- Born: June 14, 1813 York, Pennsylvania, U.S.
- Died: February 17, 1887 (aged 73) Sandy Spring, Maryland, U.S.
- Occupations: Educator; historian; surveyor; engineer;
- Spouse: Margaret Briggs ​(m. 1844)​
- Children: 7, including Arthur Briggs Farquhar
- Relatives: Isaac Briggs (father-in-law)

= William Henry Farquhar =

American historian

William Henry Farquhar (June 14, 1813 - February 17, 1887) was an American who was influential in the development of Montgomery County, Maryland.

==Early life and education==
William Henry Farquhar was born in June 1813 to Amos Farquhar (1768–1835) and Mary Elgar in York, Pennsylvania. The Farquhar family was of Scottish descent. Amos was a cotton manufacturer and later became a farmer. William had a brother-in-law and sister, Benjamin Hallowell and Mary W. Kirk (née Farquahar), respectively.

The family moved from York to Montgomery County, Maryland when he was eleven and settled in the town of Olney, Maryland. He attended the Fair Hill Boarding School. Farquhar, fond of books and a student from his earliest years, completed his education with Hallowell in Alexandria, Virginia, at the Brimstone Academy. He could not fulfill his dream of studying law because of his weak eyesight. Farquhar then turned to farming and teaching.

==Personal life==
In 1838, Farquhar built The Cedars, a home for the Farquhar family. The house was known for the notable Christmas parties.

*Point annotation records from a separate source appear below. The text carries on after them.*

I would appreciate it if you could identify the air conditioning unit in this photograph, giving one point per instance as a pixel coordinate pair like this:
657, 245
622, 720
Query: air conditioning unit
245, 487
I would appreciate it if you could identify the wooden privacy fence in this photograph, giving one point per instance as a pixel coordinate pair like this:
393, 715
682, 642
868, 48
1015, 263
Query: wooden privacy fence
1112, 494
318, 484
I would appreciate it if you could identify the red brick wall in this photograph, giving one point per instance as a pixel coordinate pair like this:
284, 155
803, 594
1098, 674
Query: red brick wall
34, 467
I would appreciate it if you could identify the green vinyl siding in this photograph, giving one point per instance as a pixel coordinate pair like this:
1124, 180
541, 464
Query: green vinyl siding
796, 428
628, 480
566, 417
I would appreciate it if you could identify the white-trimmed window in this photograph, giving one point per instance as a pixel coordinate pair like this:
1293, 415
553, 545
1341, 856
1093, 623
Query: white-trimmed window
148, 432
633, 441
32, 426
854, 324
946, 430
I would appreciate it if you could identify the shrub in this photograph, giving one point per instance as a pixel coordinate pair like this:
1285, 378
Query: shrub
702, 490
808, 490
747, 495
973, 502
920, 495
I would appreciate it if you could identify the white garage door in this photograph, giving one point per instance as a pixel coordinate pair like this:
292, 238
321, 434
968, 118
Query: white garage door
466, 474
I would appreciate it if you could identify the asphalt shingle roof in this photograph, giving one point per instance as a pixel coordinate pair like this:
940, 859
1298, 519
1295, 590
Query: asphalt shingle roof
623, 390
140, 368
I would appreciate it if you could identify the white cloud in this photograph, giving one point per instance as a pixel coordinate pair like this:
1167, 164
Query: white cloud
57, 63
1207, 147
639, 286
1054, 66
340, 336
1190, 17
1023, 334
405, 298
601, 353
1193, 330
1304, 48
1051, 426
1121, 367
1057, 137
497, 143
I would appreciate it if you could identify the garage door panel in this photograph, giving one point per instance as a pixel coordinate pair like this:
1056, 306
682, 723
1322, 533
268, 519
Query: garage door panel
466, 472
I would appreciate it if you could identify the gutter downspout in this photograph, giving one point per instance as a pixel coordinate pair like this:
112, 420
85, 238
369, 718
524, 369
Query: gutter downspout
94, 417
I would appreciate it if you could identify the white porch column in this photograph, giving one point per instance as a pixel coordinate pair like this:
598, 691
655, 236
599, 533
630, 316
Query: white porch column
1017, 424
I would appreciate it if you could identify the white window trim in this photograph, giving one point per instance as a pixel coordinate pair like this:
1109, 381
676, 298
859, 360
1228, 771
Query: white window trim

Farquhar married Margaret Briggs (1812–1889), daughter of Isaac Briggs, in 1844, and together they had seven children:
- Allan Farquhar (1853–1944), farmer and banker
- Arthur Briggs Farquhar (1838–1925), founder of A.B. Farquhar Co. and father of Percival Farquhar
- Edward Farquhar (1843–1905), professor of English at Columbia University and librarian at the United States Patent Office
- Ellen Farquhar (d. 1927), school teacher
- Hallowell Farquhar
- Henry Farquhar, died of scarlet fever at the age of four.
- Henry Hill Farquhar (1846–1925), worked at the United States Coast Survey, United States Census Bureau, and United States Department of Agriculture. He was a delegate at the Hague Convention of 1907

==Career==
Farquhar is most known for his contributions to the development of modern Montgomery County, Maryland. Along with Mary W. Kirk, he re-established the Fair Hill Boarding School in 1846. William also served as the principal from 1847 to 1855. He was a school commissioner for the Montgomery County School Board from 1859 to 1860 and served as its first president from 1860 to 1868. He was also a county surveyor, civil engineer, president of the Sandy Spring Lyceum from 1872 to 1873, and one of the original directors of the Mutual Fire Insurance Company from 1848 to 1885.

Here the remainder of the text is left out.